Степень детской свободы зависит от возраста и уровня сознания ребенка


— Как совместить религиозное воспитание ребенка и его волю? Есть мнение, что «вырастет — сам разберется»...
— А зачем учить арифметике, языку? Никто не задается вопросом, нужно это или не нужно, решит он стать филологом или математиком. Нормальные родители пытаются передать ребенку то, что они сами познали как благо. Родители руководствуются любовью: они не будут учить ребенка плохому, не будут стараться передать ему то, что им когда-то нанесло вред. Государство и закон исходят из того, что никто так не желает блага детям, как их родители. Поэтому им и дается власть определять что-то за ребенка.

— А когда государство навязывает что-то ребенку помимо воли родителей?
— Это абсолютно ненормально. Другое дело, что государство должно внимательно следить, чтобы сами родители были нормальными. Если родители ненормальные, вероятно, стоит изъять ребенка из семьи. Если они не заботятся о ребенке, то есть не проявляют любви в самых элементарных вещах, то будут ли проявлять любовь в более высоких, скажем, религиозных вопросах? То есть государство смотрит прежде всего на самый простой пласт проблем в жизни ребенка: накормлен ли он, одет, имеет ли приличный вид. Если родители не исполняют этих функций, тогда их берет на себя государство.

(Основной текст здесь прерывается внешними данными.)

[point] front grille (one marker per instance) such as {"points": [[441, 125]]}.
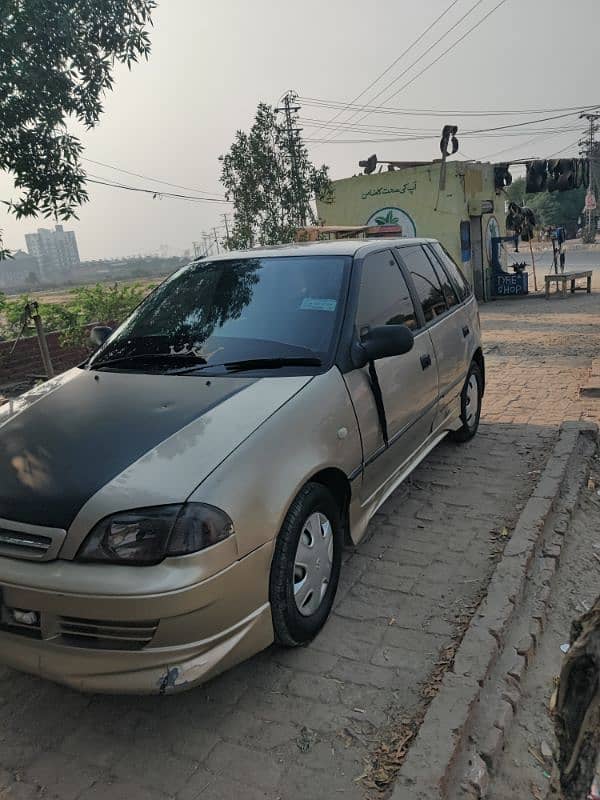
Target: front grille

— А если мнение государства расходится с мнением родителей?
— Должен быть примат родительского воспитания. Ситуация советского времени была крайне ненормальной. Например, люди хотели исповедовать свою веру, а государство это запрещало. Расстраивается вся система взаимоотношений семьи и государства. Семья капсулируется, выпадает из общества. Ребенок от этого, безусловно, страдает. Но в еще большей мере он будет страдать, если произойдет разрыв с родителями. Родители живут одной жизнью, а ребенок вписывается в жизнь социума, теряя духовную, глубокую связь с ними. Я считаю, что даже в такой ситуации семейные связи важнее. Будем надеяться, что такое нам больше не предстоит пережить. Надеюсь, мы будем жить в нормальном государстве, которое так грубо не вмешивается в частную жизнь человека.